A nova temporada de "Black Mirror" marca o retorno à excelente forma das temporadas clássicas (ou seja, as britânicas) da série criada por Charlie Brooker. Após uma estreia não tão brilhante na Netflix (apesar de ter momentos notáveis, como o interativo "Bandersnatch") e uma pausa durante a qual o próprio Brooker disse que não tinha nada a criticar (ou seja, o inimigo havia vencido), ele retornou com energia renovada. E o inimigo está dentro de casa.
O segredo desta nova temporada não é apenas que explora texturas complementares, mas diferentes da tradicional ficção científica da série, como no ótimo episódio "Demon 79", mas também tem novos alvos. A constante obsessão da série com redes sociais, internet e a despersonalização da sociedade por causa da tecnologia, que recentemente se transformou em um luddismo um tanto simplista, encontrou novos focos para seus ataques.
Trata-se de uma história que segue os esquemas clássicos da série, uma espiral de paranoia e enganos que sufocam um indivíduo, neste caso, a Joan do título. Ela é uma chefe déspota com uma vida pessoal baseada em mentiras e, certo dia, em uma plataforma de streaming, cuja semelhança com a Netflix não é coincidência, chamada Streamberry, ela descobre uma série onde Salma Hayek replica seu dia em detalhes.
Naturalmente, em uma plataforma ao estilo Netflix, no dia seguinte Joan perdeu seu trabalho, seus amigos e seu parceiro.
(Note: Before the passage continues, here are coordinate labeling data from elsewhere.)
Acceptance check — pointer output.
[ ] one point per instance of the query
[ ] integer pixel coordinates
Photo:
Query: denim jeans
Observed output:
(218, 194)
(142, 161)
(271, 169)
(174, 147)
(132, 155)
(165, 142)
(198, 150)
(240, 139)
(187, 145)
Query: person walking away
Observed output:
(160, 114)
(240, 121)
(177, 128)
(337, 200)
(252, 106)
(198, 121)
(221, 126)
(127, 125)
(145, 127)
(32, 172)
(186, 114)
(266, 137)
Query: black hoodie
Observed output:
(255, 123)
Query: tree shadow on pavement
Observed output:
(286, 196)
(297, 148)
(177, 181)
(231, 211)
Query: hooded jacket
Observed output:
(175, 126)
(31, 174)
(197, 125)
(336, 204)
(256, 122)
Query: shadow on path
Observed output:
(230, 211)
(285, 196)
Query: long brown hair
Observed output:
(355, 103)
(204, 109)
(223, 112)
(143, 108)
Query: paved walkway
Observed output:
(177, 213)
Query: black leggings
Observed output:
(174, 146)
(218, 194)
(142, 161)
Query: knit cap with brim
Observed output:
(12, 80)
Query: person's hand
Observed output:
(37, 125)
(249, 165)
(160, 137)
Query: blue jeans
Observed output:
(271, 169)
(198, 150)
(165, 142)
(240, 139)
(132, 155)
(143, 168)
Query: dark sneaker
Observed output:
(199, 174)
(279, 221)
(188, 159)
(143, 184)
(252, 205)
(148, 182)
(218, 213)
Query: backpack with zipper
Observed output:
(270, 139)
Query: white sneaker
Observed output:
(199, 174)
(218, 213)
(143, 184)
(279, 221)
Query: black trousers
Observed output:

E aqui está a reviravolta: quando tenta parar a série, descobre que a plataforma de streaming tem proteção legal para espioná-la e usar sua imagem porque ela concordou com os termos de uso ao assinar o serviço.
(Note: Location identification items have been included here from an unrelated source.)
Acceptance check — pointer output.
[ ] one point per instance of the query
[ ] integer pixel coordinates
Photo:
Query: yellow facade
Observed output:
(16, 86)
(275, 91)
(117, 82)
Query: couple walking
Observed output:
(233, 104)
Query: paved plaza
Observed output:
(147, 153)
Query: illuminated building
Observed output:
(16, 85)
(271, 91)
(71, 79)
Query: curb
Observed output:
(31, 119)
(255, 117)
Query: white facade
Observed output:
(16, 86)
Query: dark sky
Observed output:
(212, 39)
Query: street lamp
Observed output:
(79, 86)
A metáfora é clara, principalmente porque não há metáfora: literalmente, o episódio retrata a Netflix como uma corporação maquiavélica que rouba nossos dados para seu benefício. Claro, o episódio continua em uma espiral de delírios que recorre a um recurso meta interessante, mas a mensagem básica é tão ácida que o próprio Brooker se surpreendeu, em declarações recentes à Empire, que a Netflix não impôs restrições.
"Não houve oposição, que eu soubesse", diz ele. "O que é um pouco decepcionante, porque seria bom poder dizer: fiz de qualquer maneira... porque sou anarquista! Mas não." Então temos isso: Charlie Brooker descobrindo o terrível poder onívoro da indústria do entretenimento, capaz de devorar qualquer tentativa de rebelião e transformá-la em um produto. O ciclo continua, senhoras e senhores.